Play began at the 135th edition of the Wimbledon tennis tournament in London on Monday without the participation of Russian or Belarusian athletes. The All England Lawn Tennis and Croquet Club (AELTC) announced in April that it was going along with British government’s demands, part of the chauvinist hysteria aimed at justifying the US-NATO proxy war with Russia.
The ban on Russian and Belarusian players means that five of the top 100 male players, four Russians (Daniil Medvedev, Andrey Rublev, Karen Khachanov, Aslan Karatsev) and one Belarusian (Ilya Ivashka) will not be in attendance. Medvedev, reigning US Open champion, is currently ranked number one in the world and Rublev number eight.
Eleven of the top 100 female players, eight Russians (Daria Kasatkina, Veronika Kudermetova, Ekaterina Alexandrova, Ludmilla Samsonova, Varvara Gracheva, Anna Kalinskaya, Anastasia Potapova, Anastasia Pavlyuchenkova) and three Belarusians (Aryna Sabalenka, Victoria Azarenka, Aliaksandra Sasnovich) have also been blocked from competing. Sabalenka, a semi-finalist at Wimbledon last year, is ranked number six in the world, Kasatkina number thirteen, Kudermetova number nineteen and Azarenka number twenty.
The prohibition on the tennis players has been widely criticized even within the elite tennis world. In order that the Russian and Belarusian players will not be penalized, the ATP (Association of Tennis Professionals), the worldwide tour for men, and the Women’s Tennis Association, the equivalent for women, along with the International Tennis Federation, have stripped Wimbledon of ranking points this year, effectively reducing it, in the words of one commentator, to an “exhibition” tournament. However, the 40 million pounds (US$50 million) in prize money has continued to draw most of the top players.
Current and former tennis stars, including Novak Djokovic, Billie Jean King, Martina Navratilova, John McEnroe and Sloane Stephens, have opposed the ban.
Describing himself as “a child of war,” in reference to the bloody conflicts in the Balkans in the 1990s, Djokovic, a Serb, has said that he does not see how the Russian and Belarusian players “have contributed to anything that is really happening. … I don’t feel it’s fair.” Stephens, a member of the WTA Player Council, former world number three and 2017 US Open champion, defended the decision to strip Wimbledon of its ranking points on the grounds that “discrimination will never be tolerated.”
The hypocrisy of the All England Club decision is almost supernatural. Chairman of the board Ian Hewitt told ESPN that the ban of Russian and Belarusian players was a decision that was “beyond the interests of tennis alone” and was “influenced by the directive guidance which the government gave us in relation to the matter.”
Hewitt went on to tell ESPN that given the profile the tournament had, “it was very important to us that Wimbledon … should not be used in any way, by the propaganda machine which we know the Russian government employs in relation to its own people and how their position in the world is presented and … we just would not countenance Wimbledon success or participation in Wimbledon being misused in that way.”

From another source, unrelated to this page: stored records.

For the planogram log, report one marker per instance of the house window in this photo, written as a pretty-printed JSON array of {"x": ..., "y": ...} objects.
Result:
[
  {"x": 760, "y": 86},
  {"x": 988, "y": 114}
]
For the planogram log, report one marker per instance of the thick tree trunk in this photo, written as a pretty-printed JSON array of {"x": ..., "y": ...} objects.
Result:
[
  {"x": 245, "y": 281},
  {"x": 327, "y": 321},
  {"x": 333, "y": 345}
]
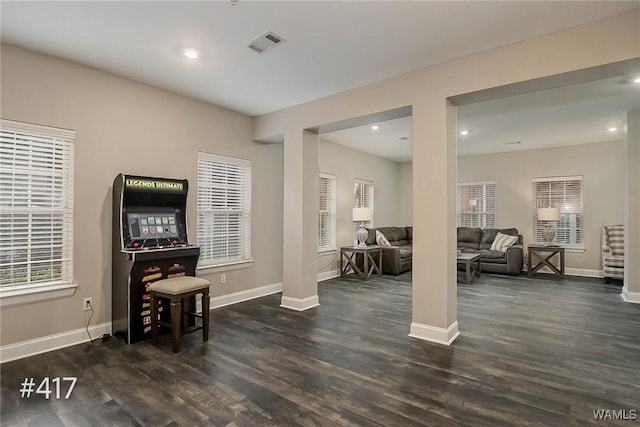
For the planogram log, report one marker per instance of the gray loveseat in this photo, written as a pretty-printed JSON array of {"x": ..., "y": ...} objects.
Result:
[
  {"x": 479, "y": 240},
  {"x": 397, "y": 258}
]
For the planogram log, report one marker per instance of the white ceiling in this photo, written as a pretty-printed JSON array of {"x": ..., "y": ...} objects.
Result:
[
  {"x": 330, "y": 46},
  {"x": 569, "y": 115}
]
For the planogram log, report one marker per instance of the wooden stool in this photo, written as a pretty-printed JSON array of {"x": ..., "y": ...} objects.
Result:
[{"x": 178, "y": 290}]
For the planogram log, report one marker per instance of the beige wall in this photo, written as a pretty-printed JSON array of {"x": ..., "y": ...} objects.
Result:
[
  {"x": 348, "y": 165},
  {"x": 119, "y": 124},
  {"x": 601, "y": 166},
  {"x": 405, "y": 193},
  {"x": 631, "y": 289},
  {"x": 434, "y": 162}
]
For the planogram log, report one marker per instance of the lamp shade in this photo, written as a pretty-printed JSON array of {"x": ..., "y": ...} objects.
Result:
[
  {"x": 548, "y": 214},
  {"x": 362, "y": 214}
]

The crimes of the Putin regime are considerable, including its reactionary invasion of Ukraine, which has provided the US and its gangster allies in Europe the occasion to intervene in the conflict, massively increase defense spending and bring the world to the verge of nuclear war.
However, what is the record of the Wimbledon tournament in relation to “tragic situations” (Hewitt) like the one in Ukraine? First of all, one needs to point out that black players were not allowed to play at the All England Club until 1951, and Jews were not accepted until 1952. Angela Buxton, the British Jewish former Wimbledon doubles champion in 1956 (as the partner of African-American Althea Gibson), told a reporter that 50 years after her triumph she had not been invited by the Club to join. She observed that she had been on the “waiting list” since she applied in the 1950s.
Since the first Wimbledon tournament in the 1870s, the British ruling class and its military have carried out invasions, occupations, massacres and assorted atrocities in so many parts of the globe (India, Ireland, Kenya, etc.) that it would take a dozen articles of this length merely to identify them. As the great Marxist Leon Trotsky once noted of British imperialism, “bribery, eloquence and deception, and colonial methods of sanguinary oppression and hypocrisy, along with every other form of vileness, have entered equally into the rich arsenal of the ruling clique of the world’s greatest empire.”
In more recent years, reduced to the status of a subordinate power, the British powers-that-be have acted as willing allies of the US in further massive crimes, in Iraq, Afghanistan, Libya, Syria and elsewhere. Has the All England Club ever spoken out against or acted in regard to a single one of these horrors? The question is purely rhetorical.
The Club, whose board of directors includes the expected assortment of multi-millionaire businessmen, wealthy lawyers and lords and ladies, spiritually presided over by the Duchess of Cambridge (Kate Middleton), has turned itself, eagerly, without a whimper, into an arm of the despised Boris Johnson government and its filthy foreign policy. There is not much more to say.